Deviation from vertical is not implied.
In other words, it is not “to lean”. I can imagine a dialect where it means “to lean”… but then the prefix при means “at, against” – it is this prefix that has the contact semantics here.
@drasvi
Suppose you punctuate “У дорог, прислонившись по ветру, стоят. И листву так печально кидают…”
Then the only problem would seem to be po instead of k. This could be poetic licence or short for k vetru po vetru? Maybe you have to imagine the wind blowing up from the road…
@drasvi:
Sounds like it means much the same as Kusaal dɛl “be leaning against something for support” (applies only to people: you use ti’i for “be leaning against something”, of an object.)
The primary sense of dɛl is physical, but it’s also used metaphorically for “rely on”, as in Rabshakeh’s taunt to Hezekiah:
Da kɛ ka teŋgban kanɛ ka fʋ dɛl la ma’af ye …
“Don’t let the genius loci you’re relying on deceive you that …”

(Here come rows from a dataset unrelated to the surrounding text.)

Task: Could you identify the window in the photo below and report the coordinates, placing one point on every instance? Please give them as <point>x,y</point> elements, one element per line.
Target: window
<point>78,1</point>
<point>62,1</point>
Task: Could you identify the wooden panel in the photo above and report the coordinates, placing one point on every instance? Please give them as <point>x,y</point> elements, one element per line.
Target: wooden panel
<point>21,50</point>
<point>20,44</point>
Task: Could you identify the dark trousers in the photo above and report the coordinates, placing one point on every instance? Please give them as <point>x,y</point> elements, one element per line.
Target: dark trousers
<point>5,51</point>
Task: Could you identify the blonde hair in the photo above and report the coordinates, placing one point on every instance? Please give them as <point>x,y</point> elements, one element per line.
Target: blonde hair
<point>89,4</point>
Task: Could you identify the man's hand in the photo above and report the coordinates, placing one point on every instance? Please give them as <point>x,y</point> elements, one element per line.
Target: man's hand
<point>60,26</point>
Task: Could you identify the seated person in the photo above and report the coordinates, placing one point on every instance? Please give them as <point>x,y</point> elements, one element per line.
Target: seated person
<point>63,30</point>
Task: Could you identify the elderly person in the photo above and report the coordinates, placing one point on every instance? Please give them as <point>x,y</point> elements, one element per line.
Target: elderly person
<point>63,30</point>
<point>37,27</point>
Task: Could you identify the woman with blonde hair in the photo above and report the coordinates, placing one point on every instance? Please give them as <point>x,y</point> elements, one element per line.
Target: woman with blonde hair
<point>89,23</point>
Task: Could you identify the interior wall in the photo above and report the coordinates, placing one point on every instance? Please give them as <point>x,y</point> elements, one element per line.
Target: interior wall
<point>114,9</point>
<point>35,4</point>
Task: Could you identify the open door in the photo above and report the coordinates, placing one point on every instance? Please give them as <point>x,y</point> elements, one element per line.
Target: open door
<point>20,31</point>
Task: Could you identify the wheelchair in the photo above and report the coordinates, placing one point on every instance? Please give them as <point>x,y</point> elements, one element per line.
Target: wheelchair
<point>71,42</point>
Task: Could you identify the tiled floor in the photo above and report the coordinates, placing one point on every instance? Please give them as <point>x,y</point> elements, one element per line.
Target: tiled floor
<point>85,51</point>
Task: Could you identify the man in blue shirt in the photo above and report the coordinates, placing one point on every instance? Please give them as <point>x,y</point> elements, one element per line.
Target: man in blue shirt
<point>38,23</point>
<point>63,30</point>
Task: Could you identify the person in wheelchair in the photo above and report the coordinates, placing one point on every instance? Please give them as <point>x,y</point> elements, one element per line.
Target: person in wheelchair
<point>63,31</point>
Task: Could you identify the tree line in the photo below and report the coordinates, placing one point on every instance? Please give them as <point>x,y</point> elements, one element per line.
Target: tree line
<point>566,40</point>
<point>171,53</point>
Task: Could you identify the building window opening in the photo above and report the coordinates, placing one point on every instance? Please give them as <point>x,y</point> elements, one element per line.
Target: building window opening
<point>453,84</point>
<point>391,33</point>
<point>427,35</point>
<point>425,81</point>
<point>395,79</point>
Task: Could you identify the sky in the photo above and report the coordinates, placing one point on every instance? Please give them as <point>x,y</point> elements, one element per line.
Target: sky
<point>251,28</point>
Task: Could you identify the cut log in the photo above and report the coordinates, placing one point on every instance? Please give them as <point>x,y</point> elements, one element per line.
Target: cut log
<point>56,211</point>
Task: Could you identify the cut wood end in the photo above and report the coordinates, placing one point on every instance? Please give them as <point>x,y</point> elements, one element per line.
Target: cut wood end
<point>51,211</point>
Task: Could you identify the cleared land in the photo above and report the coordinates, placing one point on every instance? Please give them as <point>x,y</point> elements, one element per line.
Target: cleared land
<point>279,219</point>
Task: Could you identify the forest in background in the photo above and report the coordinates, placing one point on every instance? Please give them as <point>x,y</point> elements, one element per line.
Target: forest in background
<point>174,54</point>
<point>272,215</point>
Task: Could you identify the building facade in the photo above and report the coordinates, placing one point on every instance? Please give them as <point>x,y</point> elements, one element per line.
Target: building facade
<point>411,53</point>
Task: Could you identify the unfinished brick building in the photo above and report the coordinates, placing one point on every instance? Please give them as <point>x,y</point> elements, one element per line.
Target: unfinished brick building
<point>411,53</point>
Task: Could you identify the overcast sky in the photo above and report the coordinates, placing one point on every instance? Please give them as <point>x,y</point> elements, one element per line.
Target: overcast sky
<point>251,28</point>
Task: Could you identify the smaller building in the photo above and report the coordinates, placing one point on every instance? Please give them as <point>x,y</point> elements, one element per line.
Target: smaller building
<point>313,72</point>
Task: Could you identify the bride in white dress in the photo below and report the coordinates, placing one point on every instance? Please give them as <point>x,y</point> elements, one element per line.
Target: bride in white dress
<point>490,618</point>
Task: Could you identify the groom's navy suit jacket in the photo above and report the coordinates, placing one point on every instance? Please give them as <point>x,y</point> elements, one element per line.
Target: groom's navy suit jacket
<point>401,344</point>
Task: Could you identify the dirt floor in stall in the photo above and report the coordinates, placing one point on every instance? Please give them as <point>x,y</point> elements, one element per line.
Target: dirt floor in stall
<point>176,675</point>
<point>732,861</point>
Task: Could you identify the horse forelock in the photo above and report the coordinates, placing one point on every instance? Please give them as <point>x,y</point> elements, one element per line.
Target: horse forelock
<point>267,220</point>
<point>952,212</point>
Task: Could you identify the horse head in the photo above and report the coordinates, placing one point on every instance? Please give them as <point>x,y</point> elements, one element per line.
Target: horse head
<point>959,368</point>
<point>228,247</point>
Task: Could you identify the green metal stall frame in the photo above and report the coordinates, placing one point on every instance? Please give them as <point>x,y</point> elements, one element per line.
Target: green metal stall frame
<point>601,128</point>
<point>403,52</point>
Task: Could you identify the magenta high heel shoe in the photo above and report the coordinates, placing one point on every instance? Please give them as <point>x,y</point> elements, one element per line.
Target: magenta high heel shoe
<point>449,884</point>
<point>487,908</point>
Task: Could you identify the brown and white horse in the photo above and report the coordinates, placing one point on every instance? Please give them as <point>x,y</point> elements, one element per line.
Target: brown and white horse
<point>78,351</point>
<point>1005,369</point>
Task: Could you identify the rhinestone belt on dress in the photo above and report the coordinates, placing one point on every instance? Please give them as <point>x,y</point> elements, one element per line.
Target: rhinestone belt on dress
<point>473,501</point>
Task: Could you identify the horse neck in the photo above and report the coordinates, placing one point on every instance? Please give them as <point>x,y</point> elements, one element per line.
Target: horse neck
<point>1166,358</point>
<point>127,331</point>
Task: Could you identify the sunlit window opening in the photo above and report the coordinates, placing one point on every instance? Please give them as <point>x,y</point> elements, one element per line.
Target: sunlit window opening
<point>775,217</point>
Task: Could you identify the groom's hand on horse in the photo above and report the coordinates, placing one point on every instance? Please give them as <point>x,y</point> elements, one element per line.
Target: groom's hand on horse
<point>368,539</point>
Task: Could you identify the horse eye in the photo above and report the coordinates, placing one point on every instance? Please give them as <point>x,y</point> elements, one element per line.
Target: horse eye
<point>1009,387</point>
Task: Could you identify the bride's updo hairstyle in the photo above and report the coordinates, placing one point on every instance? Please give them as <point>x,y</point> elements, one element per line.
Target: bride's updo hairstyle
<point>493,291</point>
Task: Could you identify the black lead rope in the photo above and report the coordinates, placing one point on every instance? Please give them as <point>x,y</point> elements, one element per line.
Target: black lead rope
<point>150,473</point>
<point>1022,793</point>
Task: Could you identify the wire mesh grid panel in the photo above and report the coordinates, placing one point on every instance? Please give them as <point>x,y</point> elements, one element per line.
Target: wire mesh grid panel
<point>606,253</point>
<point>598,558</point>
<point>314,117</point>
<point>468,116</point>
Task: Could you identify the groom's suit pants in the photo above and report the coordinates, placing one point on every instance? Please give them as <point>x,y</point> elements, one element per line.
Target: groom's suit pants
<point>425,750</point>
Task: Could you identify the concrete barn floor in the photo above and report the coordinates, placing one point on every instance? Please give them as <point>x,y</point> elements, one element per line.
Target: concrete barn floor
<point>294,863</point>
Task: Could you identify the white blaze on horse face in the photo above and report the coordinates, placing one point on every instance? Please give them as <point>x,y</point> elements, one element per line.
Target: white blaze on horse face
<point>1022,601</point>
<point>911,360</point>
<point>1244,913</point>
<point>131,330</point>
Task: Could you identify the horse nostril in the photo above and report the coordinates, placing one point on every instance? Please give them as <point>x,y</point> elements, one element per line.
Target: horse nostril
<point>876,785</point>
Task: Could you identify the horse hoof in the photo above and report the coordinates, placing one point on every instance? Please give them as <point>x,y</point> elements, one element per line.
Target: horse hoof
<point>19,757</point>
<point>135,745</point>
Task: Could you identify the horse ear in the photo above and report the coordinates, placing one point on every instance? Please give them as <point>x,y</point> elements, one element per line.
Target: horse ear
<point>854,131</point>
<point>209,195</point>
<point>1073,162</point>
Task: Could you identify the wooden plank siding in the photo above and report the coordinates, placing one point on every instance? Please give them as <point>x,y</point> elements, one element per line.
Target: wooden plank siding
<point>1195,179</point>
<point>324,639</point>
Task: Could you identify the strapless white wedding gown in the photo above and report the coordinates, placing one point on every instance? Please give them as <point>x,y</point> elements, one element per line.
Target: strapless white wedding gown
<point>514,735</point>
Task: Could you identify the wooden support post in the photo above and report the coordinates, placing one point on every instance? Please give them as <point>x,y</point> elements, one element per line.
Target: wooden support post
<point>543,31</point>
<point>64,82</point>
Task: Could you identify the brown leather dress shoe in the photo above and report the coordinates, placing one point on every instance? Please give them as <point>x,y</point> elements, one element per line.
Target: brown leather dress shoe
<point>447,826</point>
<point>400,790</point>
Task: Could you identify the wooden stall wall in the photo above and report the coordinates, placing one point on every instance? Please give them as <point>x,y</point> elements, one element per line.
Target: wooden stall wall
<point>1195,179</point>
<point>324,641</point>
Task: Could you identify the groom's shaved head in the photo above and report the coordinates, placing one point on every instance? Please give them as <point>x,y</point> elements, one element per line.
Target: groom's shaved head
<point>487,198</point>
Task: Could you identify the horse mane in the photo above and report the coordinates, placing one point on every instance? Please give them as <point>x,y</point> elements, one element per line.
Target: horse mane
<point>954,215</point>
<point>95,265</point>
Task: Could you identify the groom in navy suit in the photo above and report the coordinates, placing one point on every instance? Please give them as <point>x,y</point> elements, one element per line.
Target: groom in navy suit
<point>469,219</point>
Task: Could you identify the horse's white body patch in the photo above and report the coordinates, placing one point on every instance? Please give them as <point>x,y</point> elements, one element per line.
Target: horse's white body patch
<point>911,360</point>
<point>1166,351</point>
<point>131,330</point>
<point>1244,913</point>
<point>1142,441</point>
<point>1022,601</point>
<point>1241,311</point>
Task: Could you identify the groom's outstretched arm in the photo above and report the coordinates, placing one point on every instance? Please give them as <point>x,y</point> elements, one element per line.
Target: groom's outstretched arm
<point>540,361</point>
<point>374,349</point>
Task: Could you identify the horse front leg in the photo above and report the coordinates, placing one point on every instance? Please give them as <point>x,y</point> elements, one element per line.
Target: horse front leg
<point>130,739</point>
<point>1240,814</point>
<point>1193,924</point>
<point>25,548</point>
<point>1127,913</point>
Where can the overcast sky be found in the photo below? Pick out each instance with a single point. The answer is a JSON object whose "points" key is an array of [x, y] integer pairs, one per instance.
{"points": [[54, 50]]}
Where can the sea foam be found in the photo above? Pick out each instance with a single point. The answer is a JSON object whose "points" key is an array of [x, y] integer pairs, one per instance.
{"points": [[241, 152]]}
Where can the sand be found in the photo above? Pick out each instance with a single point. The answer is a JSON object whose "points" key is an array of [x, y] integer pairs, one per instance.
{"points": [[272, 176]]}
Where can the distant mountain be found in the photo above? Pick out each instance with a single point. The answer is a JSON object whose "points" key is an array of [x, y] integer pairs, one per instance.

(Well done to the translators for neatly conveying the contemptuousness: the original just has אֱלֹהֶ֔יךָ אֲשֶׁ֥ר אַתָּ֛ה בּוֹטֵ֥חַ בֹּ֖ו “your God in whom you trust.”)
drasvi, I have no idea what Любэ is up to and the same goes for Bezrukov. And with your permission I will remain blissfully ignorant on both accounts.
The verb прислонившись lacks an explicit object and therefore most probably is used reflexively. The birch trees(?) are leaning on each other. Because they are staying “by the roads” it means that they are put there in rows and, when wind is blowing along the road’s direction, they sort of lean on each other. At least, it might appear that way. As far as I know, по ветру cannot be a complement of прислонившись, it’s just nonsense. I don’t think I ever heard по ветру in direct sense and the whole phrase is jarring. Or, as you say, maybe poetic. стоять прислонившись (be in upright position and leaning on something) is an ordinary collocation, but for reasons that I cannot quite explain this doesn’t work (at least for me) with indication of direction.